С того самого момента, как еще живой тогда Людвиг Майзнер соединил их руки, принимая помолвку, Фридрих и Штефан не разлучались ни на сутки. Они могли порознь провести целый день, но вечером непременно засыпали в одной постели. Но вот теперь Шон уехал один - на целую неделю, а неотложные дела не позволяли Майзнеру поехать вслед за ним. Он никогда не отличался собой паранойей - для зафиксированных альфы и омеги такое понятие, как супружеская измена, было призрачным, едва ли возможным. Шон мог, конечно, ради эксперимента попробовать с кем-то переспать, но едва ли это принесло бы ему удовольствие.

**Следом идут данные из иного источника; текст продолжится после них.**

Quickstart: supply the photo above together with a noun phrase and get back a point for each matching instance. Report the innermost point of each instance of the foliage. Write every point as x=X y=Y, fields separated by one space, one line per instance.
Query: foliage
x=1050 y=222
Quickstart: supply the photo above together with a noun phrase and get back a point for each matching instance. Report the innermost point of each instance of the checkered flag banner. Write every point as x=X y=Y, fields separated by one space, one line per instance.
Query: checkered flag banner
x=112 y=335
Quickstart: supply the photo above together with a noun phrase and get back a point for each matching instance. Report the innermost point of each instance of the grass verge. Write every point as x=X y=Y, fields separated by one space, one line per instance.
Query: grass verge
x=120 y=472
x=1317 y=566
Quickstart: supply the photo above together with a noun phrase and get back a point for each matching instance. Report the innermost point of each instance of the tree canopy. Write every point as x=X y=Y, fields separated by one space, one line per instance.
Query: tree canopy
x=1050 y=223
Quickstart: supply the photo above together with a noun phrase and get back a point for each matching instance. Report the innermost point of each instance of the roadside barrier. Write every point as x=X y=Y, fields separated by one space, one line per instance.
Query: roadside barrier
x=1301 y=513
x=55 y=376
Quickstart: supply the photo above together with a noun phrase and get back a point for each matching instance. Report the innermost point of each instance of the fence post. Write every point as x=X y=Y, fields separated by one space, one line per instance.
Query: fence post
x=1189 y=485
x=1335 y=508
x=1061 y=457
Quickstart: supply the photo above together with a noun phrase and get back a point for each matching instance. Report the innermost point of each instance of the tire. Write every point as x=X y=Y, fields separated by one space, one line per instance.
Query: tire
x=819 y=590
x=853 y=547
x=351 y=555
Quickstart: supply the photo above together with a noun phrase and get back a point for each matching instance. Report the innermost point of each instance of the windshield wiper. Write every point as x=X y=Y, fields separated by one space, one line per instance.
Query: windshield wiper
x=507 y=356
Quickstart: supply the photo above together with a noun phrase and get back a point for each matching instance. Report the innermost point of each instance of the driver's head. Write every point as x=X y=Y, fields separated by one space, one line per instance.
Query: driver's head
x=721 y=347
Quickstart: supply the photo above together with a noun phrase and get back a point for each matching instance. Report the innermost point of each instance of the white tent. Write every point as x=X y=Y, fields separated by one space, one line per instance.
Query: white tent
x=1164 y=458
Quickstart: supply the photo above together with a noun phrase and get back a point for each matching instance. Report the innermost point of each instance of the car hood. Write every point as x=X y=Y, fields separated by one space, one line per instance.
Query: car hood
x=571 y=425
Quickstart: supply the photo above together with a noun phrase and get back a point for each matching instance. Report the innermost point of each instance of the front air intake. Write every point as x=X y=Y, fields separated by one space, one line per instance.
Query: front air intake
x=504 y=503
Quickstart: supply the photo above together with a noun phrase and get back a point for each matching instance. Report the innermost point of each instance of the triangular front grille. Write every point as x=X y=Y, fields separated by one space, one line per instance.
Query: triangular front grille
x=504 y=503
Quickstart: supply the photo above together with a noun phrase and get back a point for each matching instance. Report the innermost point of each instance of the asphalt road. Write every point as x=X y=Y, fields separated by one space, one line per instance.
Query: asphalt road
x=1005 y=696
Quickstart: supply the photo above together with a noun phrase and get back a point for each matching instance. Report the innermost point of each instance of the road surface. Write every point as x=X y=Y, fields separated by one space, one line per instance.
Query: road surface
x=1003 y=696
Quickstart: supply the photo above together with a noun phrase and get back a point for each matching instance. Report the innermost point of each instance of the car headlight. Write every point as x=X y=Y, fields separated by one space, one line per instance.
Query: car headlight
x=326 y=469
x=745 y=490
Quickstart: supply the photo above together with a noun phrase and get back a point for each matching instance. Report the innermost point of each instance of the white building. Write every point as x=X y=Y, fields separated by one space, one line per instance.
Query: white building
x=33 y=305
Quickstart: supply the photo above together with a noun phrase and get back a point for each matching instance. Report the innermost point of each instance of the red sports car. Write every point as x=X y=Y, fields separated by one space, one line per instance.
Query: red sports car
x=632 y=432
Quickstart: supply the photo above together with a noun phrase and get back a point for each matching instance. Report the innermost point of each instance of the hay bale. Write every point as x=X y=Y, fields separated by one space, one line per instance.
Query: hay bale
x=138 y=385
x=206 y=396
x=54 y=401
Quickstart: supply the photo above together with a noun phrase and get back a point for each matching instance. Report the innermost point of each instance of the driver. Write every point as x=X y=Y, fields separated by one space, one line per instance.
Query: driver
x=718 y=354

Тем не менее, Фридрих велел Себастьяну Дега, советнику Кроненбергов, докладывать о том, как проходит визит, каждый день, и сообщать обо всех внештатных ситуациях. Не изменах, разумеется, а тех, что касались безопасности Шона.
И дня не прошло, а Майзнер уже не находил себе места - так он скучал по мужу. Вертящийся под ногами Эрик лишь усугублял ситуацию. Да еще этот звонок...

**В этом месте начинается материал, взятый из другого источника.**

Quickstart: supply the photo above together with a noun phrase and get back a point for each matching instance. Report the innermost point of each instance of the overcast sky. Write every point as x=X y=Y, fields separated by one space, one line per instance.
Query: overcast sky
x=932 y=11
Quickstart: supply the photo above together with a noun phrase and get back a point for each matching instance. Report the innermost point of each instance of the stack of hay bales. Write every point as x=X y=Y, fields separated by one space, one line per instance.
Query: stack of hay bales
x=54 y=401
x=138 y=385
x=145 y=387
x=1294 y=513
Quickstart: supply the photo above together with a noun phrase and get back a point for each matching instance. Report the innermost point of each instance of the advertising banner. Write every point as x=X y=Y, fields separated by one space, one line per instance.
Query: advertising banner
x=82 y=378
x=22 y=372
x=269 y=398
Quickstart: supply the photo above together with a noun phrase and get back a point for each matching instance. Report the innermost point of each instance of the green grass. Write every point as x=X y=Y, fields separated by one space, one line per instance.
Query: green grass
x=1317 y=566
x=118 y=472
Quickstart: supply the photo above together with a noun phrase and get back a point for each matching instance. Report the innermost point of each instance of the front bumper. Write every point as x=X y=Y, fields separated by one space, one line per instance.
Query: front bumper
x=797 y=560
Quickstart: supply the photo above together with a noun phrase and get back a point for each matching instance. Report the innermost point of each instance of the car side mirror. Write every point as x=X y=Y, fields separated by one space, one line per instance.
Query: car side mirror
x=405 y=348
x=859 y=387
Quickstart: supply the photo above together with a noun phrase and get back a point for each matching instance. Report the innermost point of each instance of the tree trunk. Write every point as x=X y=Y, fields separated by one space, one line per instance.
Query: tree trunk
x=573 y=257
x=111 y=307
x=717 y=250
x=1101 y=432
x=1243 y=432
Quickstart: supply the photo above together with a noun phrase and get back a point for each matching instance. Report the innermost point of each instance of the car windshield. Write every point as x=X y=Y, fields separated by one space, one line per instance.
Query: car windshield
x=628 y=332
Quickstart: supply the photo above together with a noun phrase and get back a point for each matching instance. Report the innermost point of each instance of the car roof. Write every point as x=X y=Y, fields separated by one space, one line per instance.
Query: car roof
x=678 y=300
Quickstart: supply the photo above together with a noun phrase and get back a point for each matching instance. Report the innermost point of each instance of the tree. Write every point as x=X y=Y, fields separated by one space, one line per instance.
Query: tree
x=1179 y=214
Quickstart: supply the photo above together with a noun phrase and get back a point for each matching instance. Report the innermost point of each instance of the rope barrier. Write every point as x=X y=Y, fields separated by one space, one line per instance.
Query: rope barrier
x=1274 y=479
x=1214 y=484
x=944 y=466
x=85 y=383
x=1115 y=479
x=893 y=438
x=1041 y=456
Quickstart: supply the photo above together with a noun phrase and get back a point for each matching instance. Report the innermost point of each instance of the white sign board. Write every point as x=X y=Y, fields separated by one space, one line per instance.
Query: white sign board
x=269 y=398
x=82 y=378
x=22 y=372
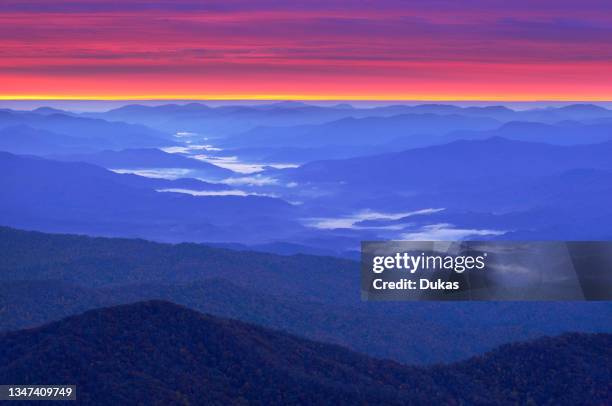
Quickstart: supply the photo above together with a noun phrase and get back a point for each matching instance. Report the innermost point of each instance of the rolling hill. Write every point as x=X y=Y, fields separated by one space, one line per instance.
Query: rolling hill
x=160 y=352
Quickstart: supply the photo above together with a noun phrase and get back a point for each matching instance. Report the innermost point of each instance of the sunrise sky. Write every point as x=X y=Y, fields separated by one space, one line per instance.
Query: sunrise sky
x=327 y=50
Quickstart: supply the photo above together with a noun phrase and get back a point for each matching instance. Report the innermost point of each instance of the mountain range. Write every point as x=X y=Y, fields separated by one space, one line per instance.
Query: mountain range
x=156 y=351
x=46 y=277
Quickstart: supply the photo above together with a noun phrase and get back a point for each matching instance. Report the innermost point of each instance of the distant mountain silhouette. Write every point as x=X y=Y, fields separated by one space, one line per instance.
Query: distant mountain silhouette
x=561 y=133
x=361 y=131
x=79 y=197
x=146 y=158
x=23 y=139
x=492 y=158
x=95 y=132
x=158 y=352
x=218 y=122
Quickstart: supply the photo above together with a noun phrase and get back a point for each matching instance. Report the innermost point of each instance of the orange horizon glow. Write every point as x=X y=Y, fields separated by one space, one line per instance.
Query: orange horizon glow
x=486 y=50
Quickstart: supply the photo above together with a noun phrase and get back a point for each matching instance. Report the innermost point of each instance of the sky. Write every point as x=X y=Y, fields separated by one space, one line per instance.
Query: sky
x=306 y=50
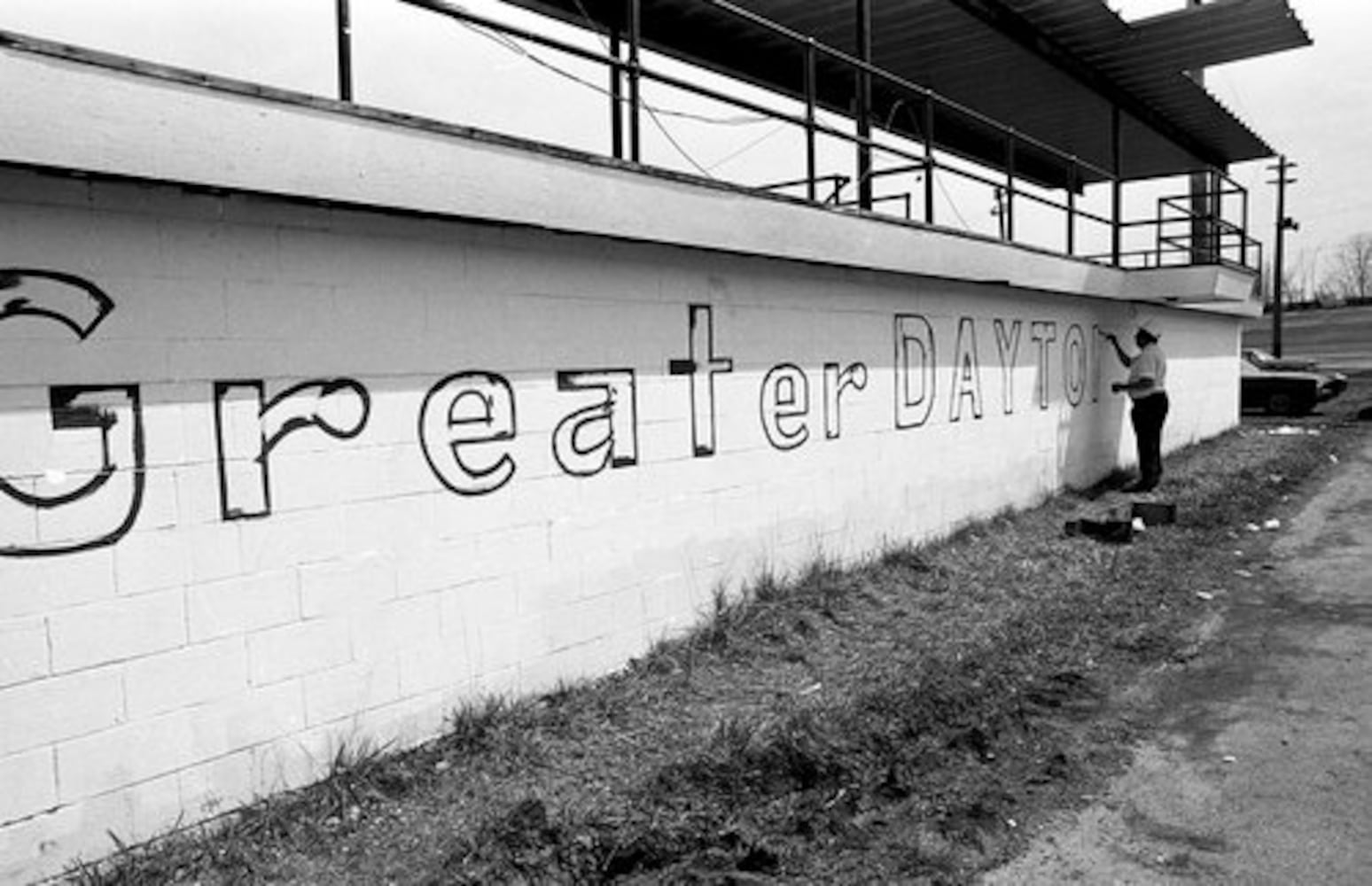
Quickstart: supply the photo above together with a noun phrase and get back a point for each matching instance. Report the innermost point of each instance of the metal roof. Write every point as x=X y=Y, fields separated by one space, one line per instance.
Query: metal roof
x=1049 y=69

Дега позвонил в начале второго. Доложил, что принц прибыл без осложнений, но на полуслове вдруг замялся. Майзнер, хмурясь, ждал, пока советник подберет нужные выражения.
- Это касается той охранной группы,- пояснил он,- произошла кое-какая накладка...

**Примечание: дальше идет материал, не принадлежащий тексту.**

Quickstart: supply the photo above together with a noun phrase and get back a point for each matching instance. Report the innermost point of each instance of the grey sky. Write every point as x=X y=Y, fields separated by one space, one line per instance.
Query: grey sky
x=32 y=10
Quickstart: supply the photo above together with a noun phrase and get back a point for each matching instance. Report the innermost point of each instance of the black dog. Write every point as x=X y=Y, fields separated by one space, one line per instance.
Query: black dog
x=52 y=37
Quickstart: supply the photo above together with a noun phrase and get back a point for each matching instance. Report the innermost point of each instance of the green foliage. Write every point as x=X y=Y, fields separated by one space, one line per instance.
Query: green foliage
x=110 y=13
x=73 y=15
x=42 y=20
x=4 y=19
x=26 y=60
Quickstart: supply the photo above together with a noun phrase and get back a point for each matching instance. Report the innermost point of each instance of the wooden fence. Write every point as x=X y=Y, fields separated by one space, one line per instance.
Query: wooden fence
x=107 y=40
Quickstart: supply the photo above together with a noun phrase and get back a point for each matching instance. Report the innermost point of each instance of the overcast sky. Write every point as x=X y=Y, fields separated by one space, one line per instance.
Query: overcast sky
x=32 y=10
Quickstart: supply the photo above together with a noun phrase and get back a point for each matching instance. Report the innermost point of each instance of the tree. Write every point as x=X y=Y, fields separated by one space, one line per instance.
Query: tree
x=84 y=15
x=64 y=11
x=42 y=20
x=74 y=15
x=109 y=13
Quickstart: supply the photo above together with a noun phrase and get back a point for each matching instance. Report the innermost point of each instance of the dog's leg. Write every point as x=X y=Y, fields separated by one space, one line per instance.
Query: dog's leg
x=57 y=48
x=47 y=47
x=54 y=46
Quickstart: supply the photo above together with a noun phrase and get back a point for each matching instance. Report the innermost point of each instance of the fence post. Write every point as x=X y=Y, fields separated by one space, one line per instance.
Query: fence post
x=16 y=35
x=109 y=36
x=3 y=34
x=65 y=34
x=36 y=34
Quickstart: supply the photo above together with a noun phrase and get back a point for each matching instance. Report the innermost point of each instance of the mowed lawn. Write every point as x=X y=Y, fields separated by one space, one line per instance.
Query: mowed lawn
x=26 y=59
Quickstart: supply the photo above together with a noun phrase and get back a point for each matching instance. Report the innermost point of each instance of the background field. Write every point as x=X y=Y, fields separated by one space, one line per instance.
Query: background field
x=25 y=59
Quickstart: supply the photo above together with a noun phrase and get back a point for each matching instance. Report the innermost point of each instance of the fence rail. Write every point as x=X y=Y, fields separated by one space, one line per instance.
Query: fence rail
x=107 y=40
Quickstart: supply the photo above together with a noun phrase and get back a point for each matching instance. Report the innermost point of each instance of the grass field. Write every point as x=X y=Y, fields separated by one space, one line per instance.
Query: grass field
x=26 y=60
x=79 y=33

- Накладка? -холодно переспросил Фридрих,- я думал, в твои обязанности входило проследить, чтобы не было никаких накладок.
- Да, Ваше Высочество, конечно, но этого невозможно было избежать - они получили тендер, с ними был подписан контракт, но в последний момент выяснилось, что в личный состав группы входит некто Никлас Беркхард. Лейтенант Никлас Беркхард.
Это имя Майзнеру ничего не говорило. Он порылся в памяти, но не помогло.
- Ближе к делу,- распорядился он.
- Герой Войны,- пояснил Себастьян,- вот только... вот только у него проблемы с головой, как говорят. По некоторым сведениям - патологическая неспособность соблюдать субординацию, полное отсутствие пиетета и неумение подчиняться приказам. Одним словом, как военный он, может, и хорош, но как служащий - совершенно безнадежен.
- Ну и что? - не понял Майзнер. Теперь он начинал вспоминать. кажется, он видел эту фамилию в каких-то архивных документах еще при жизни Людвига. - отправьте его охранять стоянку. Или задний выход. Или оставьте в штабе. Невелика беда.
- В том-то и проблема, Ваше Высочество,- Себастьян говорил так, словно ожидал, что Майзнер начнет вытягивать из него каждое слово. Майзнер, конечно, мог бы так поступить, но сейчас был совершенно не в настроении этого делать. - Его Высочество распорядился... распорядился назначить Беркхарда своим личным телохранителем. Вместе с Гюнтером...
Несколько мгновений Фридрих молчал. Поступок Шона был странным - до сих пор он никогда не проявлял особого интереса к мерам безопасности, которые предпринимал Майзнер. Даже Гюнтер был к нему приставлен исключительно по инициативе короля. А теперь, получается, он сам настоял на усилении личной охраны тем, кто, по словам Дега был совершенно ненадежным, лишенным пиетета субъектом? Штефану вздумалось поиграть в благодетеля?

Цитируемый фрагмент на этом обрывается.